The V&A’s largest building project for over a hundred years, the redevelopment is, like the Louvre, a fusion of old and new. Fronted by the Aston Webb Screen, which was built in 1909 and once concealed the museum’s boiler houses, the building of the ultramodern, subterranean Sainsbury Gallery involved the excavation of earth and clay dating back as far as 50 million years. Director, Tristram Hunt, says that ‘with its mix of ingenuity and imagination, the V&A has always been a meeting point for historicism and modernity. The V&A Exhibition Road Quarter bridges the two by offering fresh insights into our historic building with pioneering new architecture, creating London’s leading exhibition space.’
The ambitious design, the opening of which coincides with the museum’s 165th anniversary, is also a meeting point between stillness and dynamism. The swooping curves of the courtyard create the impression of petrified waves above, while Simon Hedijens’ light installation Shade filters sunshine through the Oculus, throwing rippling pools of light into the Sainsbury Gallery below. An elegant pair of staircases, leading in and out of the gallery, wind round each other playfully like two freshly doodled arabesques.

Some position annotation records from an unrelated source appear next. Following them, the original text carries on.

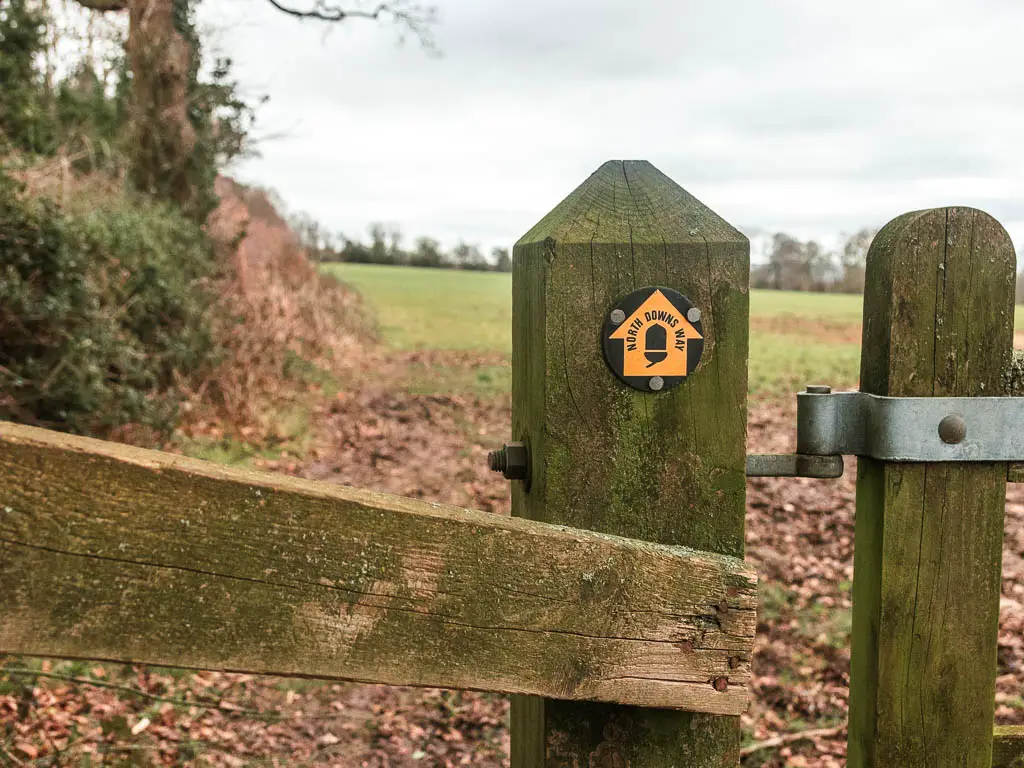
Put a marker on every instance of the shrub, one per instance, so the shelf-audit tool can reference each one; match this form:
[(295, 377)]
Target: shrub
[(101, 311)]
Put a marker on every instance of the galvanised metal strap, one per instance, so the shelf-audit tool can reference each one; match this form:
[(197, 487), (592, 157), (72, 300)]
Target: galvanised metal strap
[(911, 429)]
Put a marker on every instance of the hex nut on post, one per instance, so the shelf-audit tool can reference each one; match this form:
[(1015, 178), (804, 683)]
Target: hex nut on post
[(512, 461), (952, 429)]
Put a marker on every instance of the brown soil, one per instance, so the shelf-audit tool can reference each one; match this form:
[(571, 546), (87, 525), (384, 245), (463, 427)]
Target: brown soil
[(800, 536)]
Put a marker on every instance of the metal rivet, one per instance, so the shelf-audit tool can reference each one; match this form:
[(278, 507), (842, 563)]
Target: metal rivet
[(512, 461), (952, 429)]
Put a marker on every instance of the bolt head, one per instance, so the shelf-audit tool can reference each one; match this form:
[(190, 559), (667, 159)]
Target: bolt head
[(952, 429), (516, 461)]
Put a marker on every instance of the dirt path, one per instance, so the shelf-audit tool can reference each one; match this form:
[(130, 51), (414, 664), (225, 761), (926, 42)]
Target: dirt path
[(800, 536)]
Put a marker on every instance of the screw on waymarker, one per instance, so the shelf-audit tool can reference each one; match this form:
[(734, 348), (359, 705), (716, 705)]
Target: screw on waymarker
[(512, 461), (952, 429)]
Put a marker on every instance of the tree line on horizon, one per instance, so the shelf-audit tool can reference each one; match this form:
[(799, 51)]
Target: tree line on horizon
[(385, 246)]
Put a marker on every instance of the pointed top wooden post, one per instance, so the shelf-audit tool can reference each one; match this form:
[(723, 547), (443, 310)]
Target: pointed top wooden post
[(666, 467), (938, 322)]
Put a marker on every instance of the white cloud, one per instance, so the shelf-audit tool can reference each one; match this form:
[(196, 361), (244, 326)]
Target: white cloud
[(801, 115)]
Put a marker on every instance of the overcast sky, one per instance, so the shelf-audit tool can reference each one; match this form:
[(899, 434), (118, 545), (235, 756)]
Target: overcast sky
[(806, 116)]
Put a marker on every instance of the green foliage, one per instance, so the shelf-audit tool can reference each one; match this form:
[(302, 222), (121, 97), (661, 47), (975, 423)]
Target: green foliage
[(101, 312)]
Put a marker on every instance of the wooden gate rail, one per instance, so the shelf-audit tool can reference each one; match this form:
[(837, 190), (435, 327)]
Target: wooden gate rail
[(115, 553), (1009, 749)]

Amanda Levete of Amanda Levete Architects (AL_A), the young firm which was chosen out to design the building from over 110 expressions of interest, said in a statement that, “the Quarter re-imagines the museum as an urban project, creating an exceptional place for London that will redefine the V&A’s relationship with the street and the public.” Exceptional is certainly the word for her innovative design, which transforms a once uninviting and unimpressive side entrance into the crowning jewel of the V&A’s architectural achievements. Open plan and minimalist, the redesign pulls you away from the busy streets and diesel fumes of South Kensington, into an oasis of art and innovation. The sweaty scrum of the District Line is figuratively, if not literally, miles away.
Seizing the opportunity for some hard earned self-celebration, the V&A is marking the opening of the Exhibition Road Quarter with a week-long public festival. The REVEAL festival, which runs until July 7th, features everything from opera to light shows, and culminates with Fashion in Motion, a display of work old and new by Molly Goddard, a fashion designer specialising in traditional hand-craft techniques.
The first exhibition to take place at the Sainsbury Gallery is Opera: Passion, Power and Politics, which opens on September 30th 2017.